The Colonial Pipeline ransomware attack served as a breaking point for ransomware. Having seen the disruption the attack had caused on regular citizens, the underground cybercrime ecosystem started to make pariahs out of ransomware gangs. Three major hacking forums have banned ransomware posts. In addition, three large ransomware leak sites have gone down.
All because the hacking community fears the attention such high-profile attacks draw. US President Joe Biden said last week the US would take action against ransomware gangs after the Colonial cyberattack shut down a major pipeline and prompted declaring a rare state of national emergency.
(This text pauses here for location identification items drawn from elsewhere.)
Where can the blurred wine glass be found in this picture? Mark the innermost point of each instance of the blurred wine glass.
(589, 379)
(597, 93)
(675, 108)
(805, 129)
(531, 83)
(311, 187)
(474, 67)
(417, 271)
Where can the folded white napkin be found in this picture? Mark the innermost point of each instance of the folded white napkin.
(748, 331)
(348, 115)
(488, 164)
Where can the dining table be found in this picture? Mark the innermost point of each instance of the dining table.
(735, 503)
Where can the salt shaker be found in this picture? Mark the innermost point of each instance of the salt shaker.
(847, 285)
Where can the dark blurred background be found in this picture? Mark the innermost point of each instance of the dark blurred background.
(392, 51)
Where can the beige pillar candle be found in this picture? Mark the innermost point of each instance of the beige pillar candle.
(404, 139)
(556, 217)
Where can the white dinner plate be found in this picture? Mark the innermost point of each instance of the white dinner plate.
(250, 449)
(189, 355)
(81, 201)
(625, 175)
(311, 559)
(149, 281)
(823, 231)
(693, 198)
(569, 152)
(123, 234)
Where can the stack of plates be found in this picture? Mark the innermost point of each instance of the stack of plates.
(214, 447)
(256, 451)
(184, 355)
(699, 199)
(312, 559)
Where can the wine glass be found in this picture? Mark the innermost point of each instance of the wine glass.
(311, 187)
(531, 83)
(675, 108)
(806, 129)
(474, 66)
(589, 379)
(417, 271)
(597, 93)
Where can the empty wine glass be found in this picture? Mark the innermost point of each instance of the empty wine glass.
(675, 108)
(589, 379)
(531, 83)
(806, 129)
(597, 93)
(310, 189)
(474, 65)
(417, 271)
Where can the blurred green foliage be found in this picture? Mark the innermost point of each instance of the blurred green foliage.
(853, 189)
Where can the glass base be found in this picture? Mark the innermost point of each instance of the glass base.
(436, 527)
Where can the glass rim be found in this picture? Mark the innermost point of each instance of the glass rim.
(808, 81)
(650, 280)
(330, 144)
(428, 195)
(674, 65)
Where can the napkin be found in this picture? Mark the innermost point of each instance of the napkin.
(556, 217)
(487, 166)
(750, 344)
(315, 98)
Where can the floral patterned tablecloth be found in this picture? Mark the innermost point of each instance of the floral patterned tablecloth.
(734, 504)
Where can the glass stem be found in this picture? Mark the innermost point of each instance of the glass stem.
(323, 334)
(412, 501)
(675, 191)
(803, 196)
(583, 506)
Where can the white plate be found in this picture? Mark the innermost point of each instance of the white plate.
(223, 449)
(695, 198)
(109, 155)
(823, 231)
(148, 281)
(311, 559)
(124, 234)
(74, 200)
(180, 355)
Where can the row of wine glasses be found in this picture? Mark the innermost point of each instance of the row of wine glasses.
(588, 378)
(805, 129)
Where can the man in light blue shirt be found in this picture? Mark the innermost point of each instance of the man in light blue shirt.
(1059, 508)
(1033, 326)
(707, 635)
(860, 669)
First, two major cybercrime forums have banned ransomware topics and ads, citing among reasons “ideological differences” and “increased media attention.” Russian-language cybercriminal forum XSS banned ransomware groups from making posts about ransomware sales, ransomware rental, and ransomware affiliate programs on the forum. And then Exploit, a major cybercrime forum, has announced that ransomware ads – about hires of affiliates, Ransomware-as-a-Service (RaaS) services, and other services – would now be banned.
Then there was the first sign that the ransomware gangs crossed a line. Darkside, the ransomware gang behind the Colonial Pipeline attack said they lost control of some of their servers and the money from ransoms. Hours after that, the operators of the REvil and Avaddon ransomware gangs said they would stop advertising on forums and operate “privately” that is they will work with existing partners and through recommendations. Both groups also claimed online that they will not attack social sectors like healthcare, education, and government networks of any country.
But smaller groups don’t have a network of affiliates with which they could work and continue carrying out attacks in private. That’s why two ransomware gangs—Ako (Razny) and Everest—decided to shut down.
Even though some gangs have stopped operating, security experts expect that the individuals behind these operations will continue operating in the underground under different disguises.
And even though ransomware gangs won’t be operating on these forums, they can still reach out to initial access brokers in private and obtain access to compromised networks and launch ransomware attacks – as before, but more in the shadows now.